Cabe dizer que o termo sexualidade confunde-se até hoje em
dia, no senso comum, com sexo e no entanto para Freud a sexualidade dá conta da
organização do prazer e a construção psíquica dos meios para satisfazê-la. Um
personagem importante da psicanálise é seu filho simbólico, Carl G. Jung,
primeiro presidente da sociedade psicanalítica. Com o avanço da teoria de Freud
em cima da sexualidade infantil, Jung, que não concordava com o que Freud dizia
acerca do assunto, rompe com o psicanalista e segue outro caminho, criando uma
nova teoria, denominada psicologia analítica.
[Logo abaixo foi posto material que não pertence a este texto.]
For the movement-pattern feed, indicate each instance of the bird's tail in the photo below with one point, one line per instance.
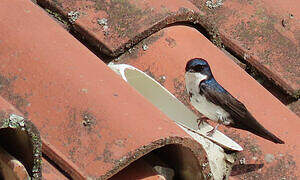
(257, 129)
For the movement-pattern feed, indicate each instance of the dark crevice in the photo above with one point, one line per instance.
(50, 161)
(172, 161)
(18, 144)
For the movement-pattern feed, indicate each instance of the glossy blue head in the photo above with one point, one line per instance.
(198, 65)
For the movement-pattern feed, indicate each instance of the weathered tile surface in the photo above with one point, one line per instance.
(264, 33)
(165, 58)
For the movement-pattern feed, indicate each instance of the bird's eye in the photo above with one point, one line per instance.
(198, 68)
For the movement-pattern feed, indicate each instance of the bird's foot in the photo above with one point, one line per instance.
(200, 120)
(211, 132)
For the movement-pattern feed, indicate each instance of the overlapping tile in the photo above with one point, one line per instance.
(20, 144)
(164, 59)
(50, 172)
(263, 33)
(92, 122)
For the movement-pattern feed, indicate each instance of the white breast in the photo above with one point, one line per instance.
(208, 109)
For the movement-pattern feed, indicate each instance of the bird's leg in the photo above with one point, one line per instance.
(211, 132)
(200, 120)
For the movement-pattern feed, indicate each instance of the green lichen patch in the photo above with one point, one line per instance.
(21, 139)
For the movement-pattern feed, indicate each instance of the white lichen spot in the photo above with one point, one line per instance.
(214, 3)
(243, 161)
(16, 121)
(145, 47)
(269, 158)
(102, 22)
(73, 16)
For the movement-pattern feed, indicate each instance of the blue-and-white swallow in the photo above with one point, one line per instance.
(214, 102)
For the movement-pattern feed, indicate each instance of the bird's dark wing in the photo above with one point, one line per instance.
(241, 117)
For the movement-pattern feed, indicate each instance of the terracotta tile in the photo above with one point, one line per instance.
(50, 172)
(20, 145)
(113, 26)
(165, 59)
(265, 33)
(91, 121)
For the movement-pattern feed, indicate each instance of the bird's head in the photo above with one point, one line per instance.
(198, 65)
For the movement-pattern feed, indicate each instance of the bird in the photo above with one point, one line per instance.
(217, 104)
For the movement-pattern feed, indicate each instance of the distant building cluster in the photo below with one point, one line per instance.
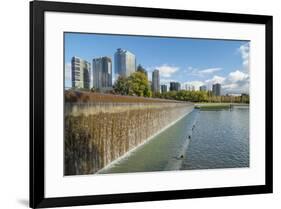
(216, 89)
(100, 73)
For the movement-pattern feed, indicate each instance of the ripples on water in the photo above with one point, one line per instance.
(218, 139)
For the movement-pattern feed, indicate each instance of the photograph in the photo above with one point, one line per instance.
(135, 103)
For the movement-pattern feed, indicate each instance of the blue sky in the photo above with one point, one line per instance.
(189, 61)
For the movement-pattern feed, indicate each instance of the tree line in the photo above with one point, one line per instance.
(137, 84)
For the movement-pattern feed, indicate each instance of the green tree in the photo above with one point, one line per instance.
(136, 84)
(121, 86)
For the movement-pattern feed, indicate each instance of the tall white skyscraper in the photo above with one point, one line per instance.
(102, 72)
(216, 89)
(80, 73)
(155, 81)
(125, 63)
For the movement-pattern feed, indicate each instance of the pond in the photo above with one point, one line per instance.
(201, 140)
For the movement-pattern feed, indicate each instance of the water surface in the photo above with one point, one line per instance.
(201, 140)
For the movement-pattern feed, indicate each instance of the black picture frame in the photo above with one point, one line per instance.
(37, 195)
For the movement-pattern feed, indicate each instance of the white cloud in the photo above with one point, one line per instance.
(67, 74)
(244, 51)
(237, 76)
(215, 79)
(202, 72)
(234, 82)
(166, 71)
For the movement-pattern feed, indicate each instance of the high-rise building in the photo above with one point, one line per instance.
(102, 73)
(216, 89)
(155, 81)
(203, 88)
(80, 73)
(175, 86)
(164, 88)
(142, 70)
(125, 63)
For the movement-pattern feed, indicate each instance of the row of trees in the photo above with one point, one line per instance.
(135, 85)
(202, 96)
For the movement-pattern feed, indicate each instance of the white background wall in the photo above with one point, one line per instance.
(14, 94)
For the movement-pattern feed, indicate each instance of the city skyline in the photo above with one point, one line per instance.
(228, 53)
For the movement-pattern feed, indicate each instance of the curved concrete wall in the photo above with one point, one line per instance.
(97, 134)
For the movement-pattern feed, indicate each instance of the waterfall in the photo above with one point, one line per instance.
(98, 133)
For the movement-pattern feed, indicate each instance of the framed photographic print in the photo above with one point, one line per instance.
(135, 104)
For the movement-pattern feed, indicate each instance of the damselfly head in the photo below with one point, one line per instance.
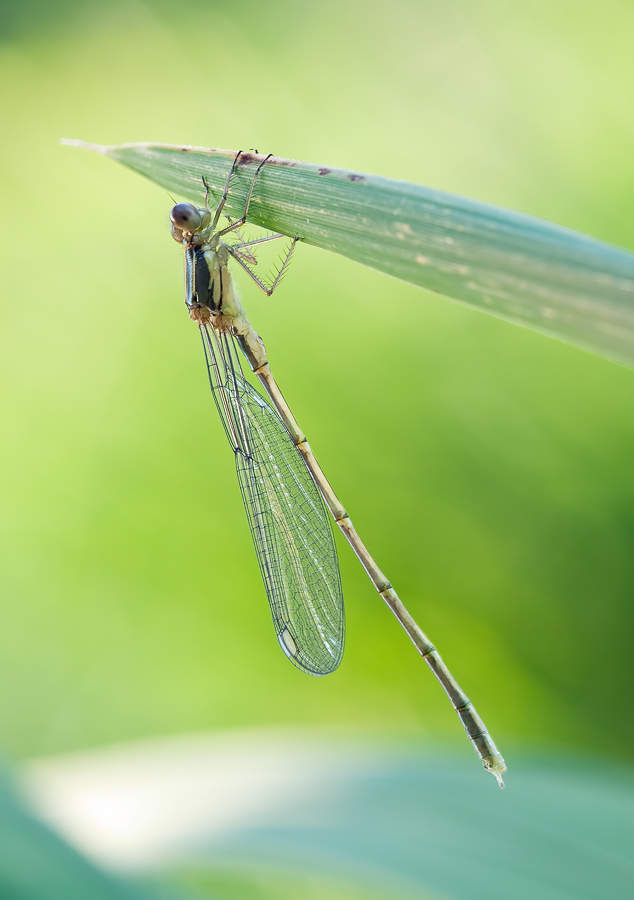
(186, 217)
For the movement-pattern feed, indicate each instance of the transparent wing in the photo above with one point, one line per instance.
(288, 519)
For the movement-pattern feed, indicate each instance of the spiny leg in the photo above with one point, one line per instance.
(225, 192)
(267, 290)
(242, 220)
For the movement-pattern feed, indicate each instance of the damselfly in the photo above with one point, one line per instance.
(284, 490)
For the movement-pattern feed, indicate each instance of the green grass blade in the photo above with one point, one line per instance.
(514, 266)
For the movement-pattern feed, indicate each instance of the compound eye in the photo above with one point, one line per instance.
(186, 217)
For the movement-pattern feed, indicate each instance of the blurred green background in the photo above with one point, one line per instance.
(488, 468)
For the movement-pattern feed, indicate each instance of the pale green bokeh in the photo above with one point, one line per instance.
(488, 469)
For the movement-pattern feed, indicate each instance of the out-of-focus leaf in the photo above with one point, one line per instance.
(35, 864)
(514, 266)
(398, 822)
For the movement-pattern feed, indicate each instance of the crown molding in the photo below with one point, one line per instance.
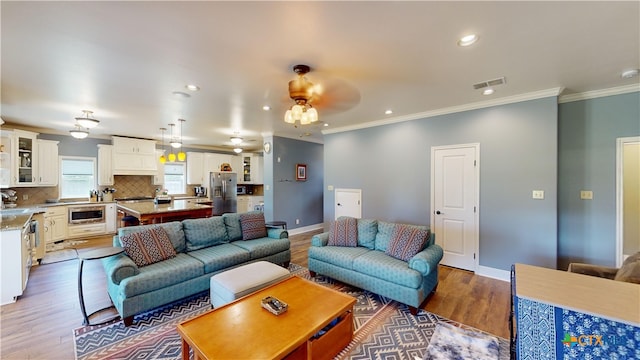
(599, 93)
(452, 110)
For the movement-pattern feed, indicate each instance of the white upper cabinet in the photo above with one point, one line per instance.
(25, 150)
(134, 156)
(47, 162)
(105, 165)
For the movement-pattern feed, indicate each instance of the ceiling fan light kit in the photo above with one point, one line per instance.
(301, 91)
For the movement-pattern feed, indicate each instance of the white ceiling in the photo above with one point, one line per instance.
(123, 60)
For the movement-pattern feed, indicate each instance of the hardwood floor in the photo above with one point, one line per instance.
(40, 324)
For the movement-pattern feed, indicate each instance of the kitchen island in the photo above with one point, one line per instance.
(149, 212)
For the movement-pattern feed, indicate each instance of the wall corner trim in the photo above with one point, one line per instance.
(451, 110)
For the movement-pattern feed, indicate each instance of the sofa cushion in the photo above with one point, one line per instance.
(162, 274)
(263, 247)
(407, 241)
(252, 225)
(382, 266)
(204, 232)
(337, 255)
(173, 229)
(220, 257)
(367, 230)
(344, 232)
(384, 235)
(630, 270)
(232, 222)
(148, 246)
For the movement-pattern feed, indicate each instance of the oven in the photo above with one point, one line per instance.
(86, 214)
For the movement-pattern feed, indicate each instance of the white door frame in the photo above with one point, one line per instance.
(476, 214)
(620, 196)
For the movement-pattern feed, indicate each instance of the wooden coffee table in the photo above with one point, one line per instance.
(244, 330)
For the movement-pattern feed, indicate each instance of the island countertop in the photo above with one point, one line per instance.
(150, 212)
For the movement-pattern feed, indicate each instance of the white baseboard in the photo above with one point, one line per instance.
(305, 229)
(493, 273)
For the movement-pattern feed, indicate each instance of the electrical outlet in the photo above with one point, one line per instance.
(538, 194)
(586, 194)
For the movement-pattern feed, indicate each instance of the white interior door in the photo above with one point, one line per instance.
(454, 194)
(348, 203)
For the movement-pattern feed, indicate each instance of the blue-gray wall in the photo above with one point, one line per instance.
(518, 154)
(288, 199)
(587, 161)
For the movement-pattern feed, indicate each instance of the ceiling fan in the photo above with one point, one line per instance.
(313, 100)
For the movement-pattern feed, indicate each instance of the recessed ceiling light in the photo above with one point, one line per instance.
(468, 40)
(181, 94)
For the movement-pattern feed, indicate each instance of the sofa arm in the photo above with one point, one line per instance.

A sua proposta foi de "dessexualizar" o ego. Mas
Freud retifica o ex-colega, dizendo que "o ego possui várias naturezas das
pulsões, mas a pulsão sexual é a que ganha mais investimento". Duvidaram
que Freud tivesse "criado" o termo inconsciente, mas tal conceito foi
feito anos antes, e Freud utilizou-se dele com outro sentido, encarregando-se
de criar uma teoria toda em cima do termo: antigamente, inconsciente
significava não-consciência e, na psicanálise, inconsciente significa uma outra
ordem, com outras regras, um dos elementos do aparelhos psíquico, constituído
por pensamentos, memórias e desejos que não se encontram ao nível consciente
mas que exercem grande peso no comportamento. Este é o mérito de Freud. Após a
morte de Freud, a psicanálise teve muitos membros que a cisionaram, criando
obras chamadas neopsicanalíticas (Anna Freud, Melanie Klein, Lacan,
Bion,Winnicott etc.) ou outras teorias diferentes (Carl G. Jung, Alfred Adler,
Erik Erikson, Carl Rogers etc.).
A psicanálise hoje se apresenta de várias formas, que são a
psicanálise ortodoxa, a psicanálise nova (ou neopsicanálise) e a psicologia de
orientação analítica (utilizada não só por psicanalistas formados, mas também
por psicólogos não especializados), todas com algumas peculiaridades. É a
segunda grande força de psicologia, e segundo o Conselho Federal de Psicologia
Brasileiro e demais, a psicanálise é aceita no meio acadêmico, porém só pode
ser utilizada de forma integral com uma especialização, caso contrário deve-se
utilizar da técnica de psicoterapia de orientação psicanalítica.
História e sistemas da Psicologia
Esta parte da psicologia é importante para o estudo, pois é
nela que aparecerão as principais críticas acerca de cada escola de pensamento.
Recomenda-se o estudo da história e dos sistemas da psicologia a qualquer
acadêmico, já que está provado que este estímulo inicial o ajudará, na atuação
como profissional. Junto ao estudo da história, veremos também as inúmeras
correntes teóricas. Cada escola com seu foco de estudo, o que as torna
diferentes em alguns ou vários parâmetros. Uma escola surge normalmente
contrapondo-se ou complementando uma escola anterior.
Início, o Estruturalismo
Considera-se como fundador da psicologia moderna Wilhelm
Wundt, por ter criado, em 1879, o primeiro laboratório de psicologia na
universidade de Leipzig, Alemanha. A psicologia só se tornou uma ciência
independente da filosofia graças a Wundt, nos finais do século XIX. Foi a
partir deste acontecimento que se desenvolveram de forma sistemática as
investigações em psicologia, através de vários autores que a esta ciência se
dedicaram, construindo múltiplas escolas e teorias. Wundt criou o que, mais
tarde, seria chamado de Estruturalismo, por Edward Titchener; cujo objecto de
estudo era a estrutura consciente da mente, as sensações. Segundo esta
perspectiva, o objectivo da psicologia seria o estudo científico da Experiência
Consciente através da Introspecção. Titchener levou a idéia da Psicologia para
os Estados Unidos da América, modificando-a em alguns pontos.